What follows is old material, which we will probably want to incorporate into the main text later.
- if any haskell thread is runnable then at least one thread will be running.
- foreign calls marked 'concurrent' will not interfere will the above rule.
Additionally, we have a fairness property of MVars:
- every thread is guarenteed to run in a finite amount of time if a program yields infinitly often. (weak fairness)
- A thread blocked on an MVar will eventually run, provided there are no other threads holding the MVar indefinitely. (this is implied by the previous rule)
This means that MVar blocking must be implemented in a fair way, eg. a FIFO of blocked threads.
In order to meet the progress guarentee, an implementation must yield to another thread, waiting for an appropriate event, before any action that entails blocking for an indeterminate amount of time.
initial proposal is here:
Alternate, simpler proposal: full memory barrier at every putMVar and takeMVar.
perhaps a better phrasing of the first proposal exists, in practice, from a users point of view, it would be hard to tell the difference between the two models, but we should say something concrete on the matter.
Misc library stuff
yield is guarenteed to choose an alternate thread if another one exists and is runnable.
sleep guarentees the thread will wait as long as its argument at a minimum. it may be blocked for longer.
I/O operations from System.IO, System.Directory, System.Process (and others?) do not prevent other threads from making progress when they are waiting for I/O to complete.
We could provide a lower-level non-blocking I/O interface along the lines of threadWaitRead, threadWaitWrite, perhaps in Control.Concurent.IO.
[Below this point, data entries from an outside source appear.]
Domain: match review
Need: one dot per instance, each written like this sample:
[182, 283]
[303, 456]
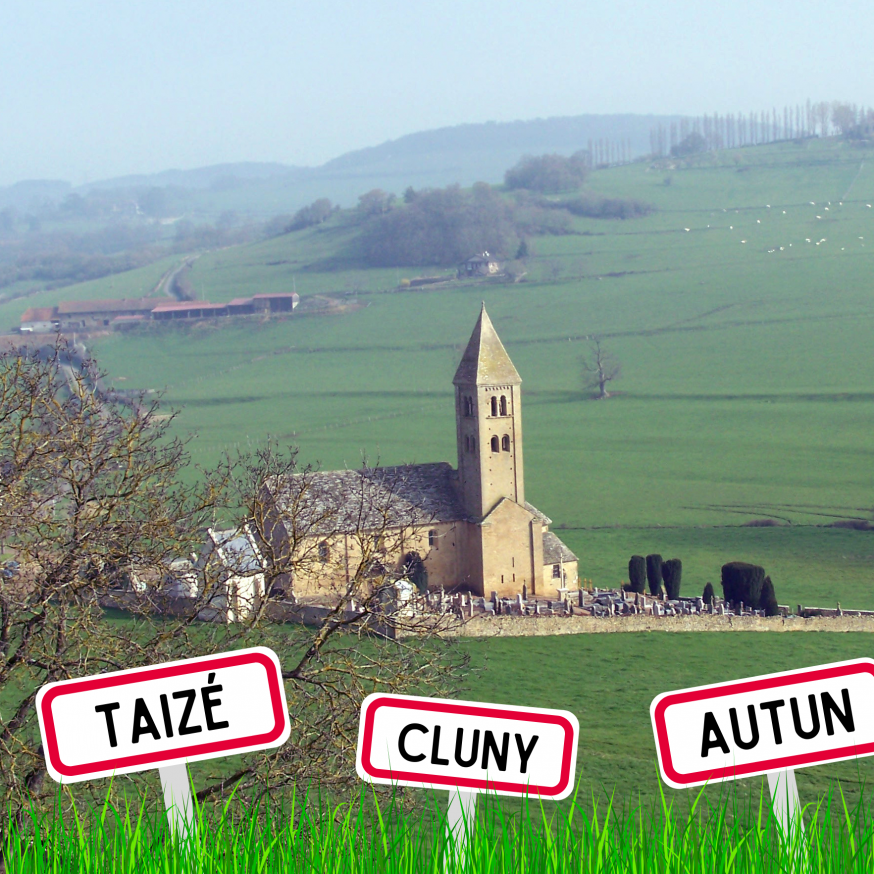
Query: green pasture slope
[747, 384]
Optional extensions to basic standard
These are optional extensions a compiler may implement. In some implementations they may entail a run-time cost to non-concurrent code or a compiler might need a special option to enable them. However, A compiler is not required to provide more than one concurrency model as long as it can meet the requirements of the standard and any options it claims to support.
If a compiler documents that it supports one of the following options, then it must adhere to the rules of that option as well.
Optional Feature 1 - Preemption
The standard only requires a progress guarentee, that a thread is always running, making progress. If an implementation supports context switching during arbitrary computations and meets the stronger fairness guarentee below, then it can be said to support the 'Preemption' option.
- no starvation
new library calls provided
- mergeIO, nmergeIO
Possibly: define the meaning of using concurrent and/or reentrant foreign calls with unsafePerformIO (see below)?
Optional Feature 2 - OS threads
The implementation additionally allows the following:
- foreign exported functions, and function pointers created by foreign import "wrapper", can be invoked from multiple OS threads
- bound threads: forkOS, isCurrentThreadBound, runInBoundThread, runInUnboundThread
- concurrent/reentrant foreign calls are supported
Although not mentioned in the standard, the use of Concurrency may affect the lazy sharing of computations. Consult an implementations documentation if this might be an issue for you.
The following operations inside unsafePerformIO are undefined:
- concurrent or reentrant foreign calls
- I/O operations
Additionally, foreign imports that are both declared to return a non-IO type and declared concurrent and/or reentrant are undefined.
Check an implementation's documentation for details before depending on any particular behavior.
Status of Compilers
just coroutines (does not meet standard): hugs (standard concurrency planned?)
standard concurrency: jhc(planned)
standard + preemptive: ghc, yhc
standard + preemptive + OS threads: "ghc -threaded"